M. [J] [X] a établi un devis n°9819 le 24 novembre 2019 pour la dépose de leur système de chauffage et la fourniture, l’installation et la mise en service d’une pompe à chaleur de marque Atlantic Alfea Hybrid duo Gaz Mono 14+, pour un montant de 14.664,50 euros TTC. Le 25 novembre 2019, M. et Mme [B] ont accepté le devis et ont versé un acompte de 500 euros.

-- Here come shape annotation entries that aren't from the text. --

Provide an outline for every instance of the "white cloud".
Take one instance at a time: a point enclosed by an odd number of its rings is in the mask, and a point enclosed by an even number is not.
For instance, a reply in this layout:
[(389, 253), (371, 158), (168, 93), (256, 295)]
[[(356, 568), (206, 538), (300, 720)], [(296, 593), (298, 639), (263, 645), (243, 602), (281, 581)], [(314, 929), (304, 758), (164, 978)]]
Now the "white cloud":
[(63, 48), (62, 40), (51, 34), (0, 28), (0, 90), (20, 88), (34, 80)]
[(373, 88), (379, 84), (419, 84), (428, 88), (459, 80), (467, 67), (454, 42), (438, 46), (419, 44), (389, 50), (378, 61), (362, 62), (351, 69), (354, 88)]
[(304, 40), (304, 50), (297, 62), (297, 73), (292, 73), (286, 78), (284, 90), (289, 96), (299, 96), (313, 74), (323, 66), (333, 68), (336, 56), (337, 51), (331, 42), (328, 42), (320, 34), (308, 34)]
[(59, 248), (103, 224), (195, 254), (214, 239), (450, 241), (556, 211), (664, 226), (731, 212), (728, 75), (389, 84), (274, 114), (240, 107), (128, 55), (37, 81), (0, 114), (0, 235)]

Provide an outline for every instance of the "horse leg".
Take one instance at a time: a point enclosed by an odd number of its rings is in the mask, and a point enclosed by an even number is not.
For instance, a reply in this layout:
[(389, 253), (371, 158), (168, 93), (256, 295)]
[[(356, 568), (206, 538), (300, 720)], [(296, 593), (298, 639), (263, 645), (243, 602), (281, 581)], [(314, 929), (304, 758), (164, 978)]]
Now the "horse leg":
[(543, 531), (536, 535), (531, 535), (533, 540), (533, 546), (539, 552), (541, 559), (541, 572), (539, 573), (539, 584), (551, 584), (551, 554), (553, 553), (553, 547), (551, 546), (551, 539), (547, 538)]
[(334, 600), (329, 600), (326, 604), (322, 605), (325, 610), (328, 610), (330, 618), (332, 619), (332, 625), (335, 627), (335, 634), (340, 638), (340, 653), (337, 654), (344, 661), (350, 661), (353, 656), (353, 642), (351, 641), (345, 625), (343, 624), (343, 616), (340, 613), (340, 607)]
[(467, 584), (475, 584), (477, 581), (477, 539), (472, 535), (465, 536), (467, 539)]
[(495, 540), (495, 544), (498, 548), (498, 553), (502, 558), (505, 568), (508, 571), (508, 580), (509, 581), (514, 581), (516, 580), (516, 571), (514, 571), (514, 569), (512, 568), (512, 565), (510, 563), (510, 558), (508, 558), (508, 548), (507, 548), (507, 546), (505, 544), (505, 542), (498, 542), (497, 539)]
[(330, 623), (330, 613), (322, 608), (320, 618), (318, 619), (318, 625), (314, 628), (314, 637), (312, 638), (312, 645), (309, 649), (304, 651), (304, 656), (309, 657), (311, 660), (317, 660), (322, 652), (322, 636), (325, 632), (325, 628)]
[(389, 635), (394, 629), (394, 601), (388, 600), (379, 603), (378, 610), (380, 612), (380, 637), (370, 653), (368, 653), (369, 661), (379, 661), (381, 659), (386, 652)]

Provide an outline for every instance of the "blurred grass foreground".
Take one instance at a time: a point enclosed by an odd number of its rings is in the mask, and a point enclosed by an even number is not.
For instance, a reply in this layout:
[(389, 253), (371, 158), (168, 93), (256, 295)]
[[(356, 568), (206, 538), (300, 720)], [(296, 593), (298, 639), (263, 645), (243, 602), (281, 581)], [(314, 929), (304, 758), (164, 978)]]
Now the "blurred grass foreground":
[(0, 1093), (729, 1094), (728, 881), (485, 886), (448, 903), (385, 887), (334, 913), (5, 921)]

M. [J] [X] s’est fourni en matériel auprès de la société Rexel et a sollicité en sous-traitance l’intervention de la société Technitherm pour la mise en service de la pompe à chaleur, avec l’intervention d’un technicien de cette société le 16 janvier 2020.
M. [J] [X] a établi une facture en paiement n°0220 le 20 janvier 2020 d’un montant de 14.664,50 euros.
Mme [D] [A] épouse [B] et M. [P] [B] ont refusé de signer le procès-verbal de réception et de payer la facture définitive.
Dans le cadre de discussions entre les parties, M. [J] [X] a sollicité l’intervention du fabricant, qui s’est rendu sur place le 24 juin 2020, et a procédé au remplacement de la carte de régulation de l’unité intérieure. M. et Mme [B] ont indiqué à M. [J] [X], par courrier du 7 juin 2020, qu’ils refusaient la proposition du fabricant de déduire la somme de 1000 euros HT de la facture, et par courrier du 17 septembre 2020, qu’ils souhaitaient « une proposition commerciale acceptable pour combler le préjudice subi et à subir ».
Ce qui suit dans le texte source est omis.